To determine the efficacy of selective and superselective neck dissection for patients with bulky or residual nodal metastasis treated with concomitant intra-arterial cisplatin and radiotherapy.
University of Tennessee, Memphis.
A total of 240 patients with stage III or IV head and neck squamous cell carcinoma.
Treatment with cisplatin, 150 mg/m2 intra-arterially, and sodium thiosulfate, 9 g/m2 intravenously, weekly for 4 weeks; and radiotherapy, 2 Gy per fraction per day, 5 times weekly, for a total of 68 to 74 Gy over 6 to 7 weeks.
Main Outcome Measures
Regional control, distant metastases, and overall survival for patients undergoing radical or modified radical neck dissection (n = 12), selective neck dissection (n = 65), and superselective neck dissection (levels II-III only) (n = 7).
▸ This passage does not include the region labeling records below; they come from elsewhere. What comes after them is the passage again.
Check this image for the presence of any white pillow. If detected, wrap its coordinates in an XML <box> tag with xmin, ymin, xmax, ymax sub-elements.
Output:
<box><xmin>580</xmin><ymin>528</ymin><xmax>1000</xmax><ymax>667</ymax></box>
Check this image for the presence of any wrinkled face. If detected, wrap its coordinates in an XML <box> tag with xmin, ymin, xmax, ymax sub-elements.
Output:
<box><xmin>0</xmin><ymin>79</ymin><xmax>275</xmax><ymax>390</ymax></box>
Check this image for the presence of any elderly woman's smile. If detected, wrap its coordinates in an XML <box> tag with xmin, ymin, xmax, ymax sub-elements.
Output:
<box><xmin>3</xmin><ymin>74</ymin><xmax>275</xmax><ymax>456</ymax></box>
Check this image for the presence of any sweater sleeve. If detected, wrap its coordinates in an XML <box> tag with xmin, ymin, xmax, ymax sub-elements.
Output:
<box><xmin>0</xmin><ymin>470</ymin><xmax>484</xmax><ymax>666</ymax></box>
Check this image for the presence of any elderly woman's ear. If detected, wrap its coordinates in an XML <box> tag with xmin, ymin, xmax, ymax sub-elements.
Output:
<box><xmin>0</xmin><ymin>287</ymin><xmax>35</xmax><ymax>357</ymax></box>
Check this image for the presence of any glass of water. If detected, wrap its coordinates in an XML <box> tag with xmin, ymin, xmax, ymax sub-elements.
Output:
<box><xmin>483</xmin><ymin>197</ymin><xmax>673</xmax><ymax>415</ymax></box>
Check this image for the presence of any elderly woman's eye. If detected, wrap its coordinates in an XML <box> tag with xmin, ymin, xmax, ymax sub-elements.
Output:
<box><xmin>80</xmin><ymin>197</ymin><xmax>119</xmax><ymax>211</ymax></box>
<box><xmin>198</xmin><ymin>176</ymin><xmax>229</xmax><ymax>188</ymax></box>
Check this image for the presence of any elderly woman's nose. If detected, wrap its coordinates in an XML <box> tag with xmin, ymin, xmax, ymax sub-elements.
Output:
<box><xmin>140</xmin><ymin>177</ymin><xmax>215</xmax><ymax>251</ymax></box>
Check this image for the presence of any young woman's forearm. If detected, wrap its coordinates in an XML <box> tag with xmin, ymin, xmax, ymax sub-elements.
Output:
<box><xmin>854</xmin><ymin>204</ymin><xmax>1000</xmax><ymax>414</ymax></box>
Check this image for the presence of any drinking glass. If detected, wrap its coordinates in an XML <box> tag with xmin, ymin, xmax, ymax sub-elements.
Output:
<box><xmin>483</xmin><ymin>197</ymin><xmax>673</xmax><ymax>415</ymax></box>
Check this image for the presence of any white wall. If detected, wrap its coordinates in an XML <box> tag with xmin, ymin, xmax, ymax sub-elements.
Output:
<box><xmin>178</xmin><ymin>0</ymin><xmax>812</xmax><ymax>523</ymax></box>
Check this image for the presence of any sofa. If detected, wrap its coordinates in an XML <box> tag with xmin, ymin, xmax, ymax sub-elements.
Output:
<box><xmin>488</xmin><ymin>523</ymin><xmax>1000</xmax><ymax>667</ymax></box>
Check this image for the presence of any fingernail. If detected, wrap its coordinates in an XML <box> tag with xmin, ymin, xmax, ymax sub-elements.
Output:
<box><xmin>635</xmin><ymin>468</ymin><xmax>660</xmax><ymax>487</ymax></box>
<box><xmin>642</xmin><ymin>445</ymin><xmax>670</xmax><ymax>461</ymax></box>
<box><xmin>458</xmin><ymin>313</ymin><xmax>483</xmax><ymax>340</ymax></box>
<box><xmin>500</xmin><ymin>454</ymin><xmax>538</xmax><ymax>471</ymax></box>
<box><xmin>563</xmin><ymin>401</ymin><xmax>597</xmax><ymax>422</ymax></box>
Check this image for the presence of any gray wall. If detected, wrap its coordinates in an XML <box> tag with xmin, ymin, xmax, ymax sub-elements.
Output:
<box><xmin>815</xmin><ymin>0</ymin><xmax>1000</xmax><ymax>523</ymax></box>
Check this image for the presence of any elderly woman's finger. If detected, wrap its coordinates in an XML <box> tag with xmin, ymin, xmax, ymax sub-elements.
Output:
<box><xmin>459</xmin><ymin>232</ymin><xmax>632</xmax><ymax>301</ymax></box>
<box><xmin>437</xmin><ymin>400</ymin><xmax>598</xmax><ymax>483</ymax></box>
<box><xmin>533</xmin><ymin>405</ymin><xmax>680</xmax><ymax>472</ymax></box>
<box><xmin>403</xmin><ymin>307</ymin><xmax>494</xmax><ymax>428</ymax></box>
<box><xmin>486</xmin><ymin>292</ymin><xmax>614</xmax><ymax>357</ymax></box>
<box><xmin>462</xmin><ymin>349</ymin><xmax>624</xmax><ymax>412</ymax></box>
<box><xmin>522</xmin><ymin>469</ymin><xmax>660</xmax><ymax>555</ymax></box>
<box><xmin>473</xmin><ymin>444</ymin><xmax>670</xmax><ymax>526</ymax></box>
Among the total group of 240 patients, 106 neck dissections were performed on 84 patients who had bulky nodal disease. With a median follow-up of 58 months (range, 12-96 months), regional failure occurred in 11 (4.6%) of 240 patients: 2 (17%) of the 12 who had modified radical neck dissection, 3 (5%) of the 65 who had selective neck dissection, none of the 7 patients who had superselective neck dissection, and 6 (4%) of the 156 who had no neck dissection. The rates of overall survival and distant metastases were not significantly different among the 3 neck dissection subsets.
Selective and superselective neck dissection, which spare function and minimize morbidity, are viable therapeutic alternatives for patients with residual disease confined to 1 level after intra-arterial chemoradiation treatment, and possibly for other chemoradiation protocols.